Patriot games: Why Giuliani and others play the "American" card

Whatever his intentions, Mr. Giuliani’s statement reflects the ease with which people dissociate Mr. Obama and other African-Americans with American identity, especially those who don’t like him. A 2005 study examined this pattern using the Implicit Association Test, which measures the associations between concepts using differences in response timing during a categorization task. People tend to respond faster when categorizing paired stimuli that are congruent with their implicit associations (for instance, “thin people” or “good” versus “fat people” or “bad”) than those that are incongruent (the opposite pairings). In the study in question, the authors found response timing patterns that suggested that African-Americans as a group are “less associated with the national category ‘American’ than are white Americans” relative to the category “foreign” — a pattern that holds for other nonwhite groups such as Asian-Americans and Latinos.

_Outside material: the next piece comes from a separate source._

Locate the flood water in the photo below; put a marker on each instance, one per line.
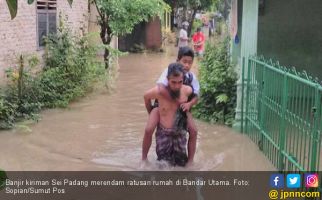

These tendencies seem to translate into perceptions of Mr. Obama as being less American among his opponents. A study conducted during the 2008 election reported that supporters of both Mr. Obama and John McCain tended to implicitly associate their preferred candidate more closely with America, but these tendencies were especially pronounced among Republicans, who were “far more likely to dissociate Obama from the nation … than Democrats did with McCain.” The pattern of associating Mr. Obama with America less than political counterparts like Mr. McCain and Hillary Clinton was found in another study to be stronger when Mr. Obama’s race was highlighted.